Igor, 49, has spent 19 years in prison and even longer using drugs. He decided to stay in Crimea after the annexation, saying that he was going to try to turn his life around and stop using drugs. Image by Misha Friedman. Crimea, 2014.

Entrance to the drug rehab clinic in Simferopol where it's operated like a penitentiary. Patients are prohibited from leaving, having guests or receiving parcels. Image by Misha Friedman. Crimea, 2014.

Irina is dressing her 24-year-old son Evgeny who lost both his arms in a childhood accident. Irina, a drug user for almost 30 years, has been receiving substitution therapy, a globally-recognized effective strategy for drug dependence treatment. In Russia substitution therapy is illegal, and Irina is left without any treatment. Image by Misha Friedman.

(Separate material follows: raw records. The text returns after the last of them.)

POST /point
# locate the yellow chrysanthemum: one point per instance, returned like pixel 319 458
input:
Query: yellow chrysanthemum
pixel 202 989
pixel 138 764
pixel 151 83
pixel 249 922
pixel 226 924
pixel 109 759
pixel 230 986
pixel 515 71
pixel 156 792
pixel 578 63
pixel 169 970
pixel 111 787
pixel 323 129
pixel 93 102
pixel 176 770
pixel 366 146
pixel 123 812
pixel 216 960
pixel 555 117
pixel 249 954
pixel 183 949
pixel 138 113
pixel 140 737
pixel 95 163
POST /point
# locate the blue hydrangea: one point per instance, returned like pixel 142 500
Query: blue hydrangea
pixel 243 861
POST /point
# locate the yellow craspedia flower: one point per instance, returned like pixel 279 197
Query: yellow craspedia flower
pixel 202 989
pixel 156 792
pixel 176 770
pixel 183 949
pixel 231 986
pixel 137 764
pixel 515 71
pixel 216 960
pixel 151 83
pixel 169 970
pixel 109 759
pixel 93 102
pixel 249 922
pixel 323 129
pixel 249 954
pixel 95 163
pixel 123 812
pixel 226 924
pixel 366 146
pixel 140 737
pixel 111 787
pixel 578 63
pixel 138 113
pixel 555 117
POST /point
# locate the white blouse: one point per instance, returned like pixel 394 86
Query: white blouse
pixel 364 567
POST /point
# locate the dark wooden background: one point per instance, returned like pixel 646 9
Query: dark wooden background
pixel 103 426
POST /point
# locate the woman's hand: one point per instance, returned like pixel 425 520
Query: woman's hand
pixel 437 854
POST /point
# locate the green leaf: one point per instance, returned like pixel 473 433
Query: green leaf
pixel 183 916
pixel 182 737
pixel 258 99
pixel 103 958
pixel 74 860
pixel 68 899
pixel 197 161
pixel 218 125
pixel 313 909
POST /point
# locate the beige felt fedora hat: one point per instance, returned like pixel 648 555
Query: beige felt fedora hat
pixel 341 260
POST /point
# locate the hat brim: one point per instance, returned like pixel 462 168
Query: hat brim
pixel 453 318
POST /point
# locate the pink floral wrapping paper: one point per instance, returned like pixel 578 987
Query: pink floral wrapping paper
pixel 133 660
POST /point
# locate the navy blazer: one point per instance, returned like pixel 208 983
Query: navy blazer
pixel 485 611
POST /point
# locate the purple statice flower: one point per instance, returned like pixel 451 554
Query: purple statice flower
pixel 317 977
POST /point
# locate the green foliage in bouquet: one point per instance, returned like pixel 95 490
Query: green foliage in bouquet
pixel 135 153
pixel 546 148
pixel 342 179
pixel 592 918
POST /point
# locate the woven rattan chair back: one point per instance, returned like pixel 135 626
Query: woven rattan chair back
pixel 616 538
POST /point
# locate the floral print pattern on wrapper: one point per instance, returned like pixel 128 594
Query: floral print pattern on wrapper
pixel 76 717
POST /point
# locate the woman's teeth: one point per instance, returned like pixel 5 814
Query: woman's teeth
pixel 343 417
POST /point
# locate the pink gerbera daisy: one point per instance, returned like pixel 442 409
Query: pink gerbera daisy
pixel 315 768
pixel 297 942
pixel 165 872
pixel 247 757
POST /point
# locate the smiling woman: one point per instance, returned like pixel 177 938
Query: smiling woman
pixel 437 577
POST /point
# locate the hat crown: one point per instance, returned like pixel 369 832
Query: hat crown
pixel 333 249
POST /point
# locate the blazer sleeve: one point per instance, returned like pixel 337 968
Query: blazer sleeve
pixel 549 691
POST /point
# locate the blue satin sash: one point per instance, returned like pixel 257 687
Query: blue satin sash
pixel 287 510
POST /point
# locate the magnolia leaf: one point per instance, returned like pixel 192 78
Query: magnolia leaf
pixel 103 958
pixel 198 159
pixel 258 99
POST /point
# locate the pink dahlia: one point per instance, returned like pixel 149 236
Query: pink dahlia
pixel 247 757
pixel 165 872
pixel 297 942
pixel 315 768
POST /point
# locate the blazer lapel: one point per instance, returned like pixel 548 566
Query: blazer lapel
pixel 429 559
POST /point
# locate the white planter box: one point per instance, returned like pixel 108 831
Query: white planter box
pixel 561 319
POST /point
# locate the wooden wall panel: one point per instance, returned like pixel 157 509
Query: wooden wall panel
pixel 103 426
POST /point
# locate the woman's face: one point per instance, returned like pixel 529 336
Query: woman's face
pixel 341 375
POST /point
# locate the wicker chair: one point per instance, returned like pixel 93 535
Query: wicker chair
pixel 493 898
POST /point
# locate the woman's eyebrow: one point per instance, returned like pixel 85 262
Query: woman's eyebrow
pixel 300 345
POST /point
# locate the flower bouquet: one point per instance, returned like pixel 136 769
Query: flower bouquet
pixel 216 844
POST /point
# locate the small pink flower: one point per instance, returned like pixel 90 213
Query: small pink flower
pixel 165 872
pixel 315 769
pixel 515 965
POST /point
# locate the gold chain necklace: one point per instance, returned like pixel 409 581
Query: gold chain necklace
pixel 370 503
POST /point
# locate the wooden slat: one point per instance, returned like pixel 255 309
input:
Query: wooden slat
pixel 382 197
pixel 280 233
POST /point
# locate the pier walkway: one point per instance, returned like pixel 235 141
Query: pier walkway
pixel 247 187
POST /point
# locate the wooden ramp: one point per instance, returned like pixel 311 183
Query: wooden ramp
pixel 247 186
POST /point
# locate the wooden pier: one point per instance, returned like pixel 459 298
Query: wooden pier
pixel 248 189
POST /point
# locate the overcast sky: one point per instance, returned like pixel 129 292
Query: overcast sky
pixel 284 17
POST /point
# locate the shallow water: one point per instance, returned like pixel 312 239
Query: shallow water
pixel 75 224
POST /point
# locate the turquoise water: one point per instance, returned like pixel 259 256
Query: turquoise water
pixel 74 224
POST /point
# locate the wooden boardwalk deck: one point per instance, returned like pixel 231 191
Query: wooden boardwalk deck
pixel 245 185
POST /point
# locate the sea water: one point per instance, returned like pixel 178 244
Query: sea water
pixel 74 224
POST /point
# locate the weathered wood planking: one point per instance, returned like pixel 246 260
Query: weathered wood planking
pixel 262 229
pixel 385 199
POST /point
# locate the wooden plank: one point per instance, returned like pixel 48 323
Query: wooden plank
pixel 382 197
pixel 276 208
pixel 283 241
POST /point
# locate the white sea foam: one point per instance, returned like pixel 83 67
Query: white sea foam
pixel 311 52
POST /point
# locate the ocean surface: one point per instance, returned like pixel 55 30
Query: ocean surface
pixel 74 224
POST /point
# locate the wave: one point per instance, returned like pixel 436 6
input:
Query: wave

Crimea, 2014.

Irina helping Evgeny in the bathroom. Image by Misha Friedman. Crimea, 2014.

Evgeny has prosthetic arms, which rarely come out of the closet. Image by Misha Friedman. Crimea, 2014.

A yard in Sevastopol littered with drug paraphernalia. Image by Misha Friedman. Crimea, 2014.

Igor Kouzmenko, 46, from the Crimean city of Sevastopol, has been a drug user for 25 years and on substitution therapy since 2008. A social worker, he has enough credibility to get a multi-day prescription on his visits to the clinic in Kiev, so he is able to travel between Crimea and Kiev and work with drug users in both places. Image by Misha Friedman. Crimea, 2014.

Under Ukrainian rule, Crimean doctors provided intravenous drug users with methadone, a heroin substitute, and buprenorphine, a drug used to ease dependence. Since many of intravenous drug users are HIV positive and have Hepatitis C needle-exchange programs were also widespread. According to Russian legislature substitution therapy is not a legal option for treatment of drug dependence, and needle-exchange programs are not supported.

Faced with a grim choice, a few dozen people have moved to Kiev. There they had to spend weeks earning confidence of doctors to receive several doses of methadone at a time rather than travel for hours across the city every day to get one dose. Of those who remained in Crimea, some returned to drug use, others committed suicide or overdosed. And now, many international health experts fear the number of those infected with HIV and Hepatitis C will increase too.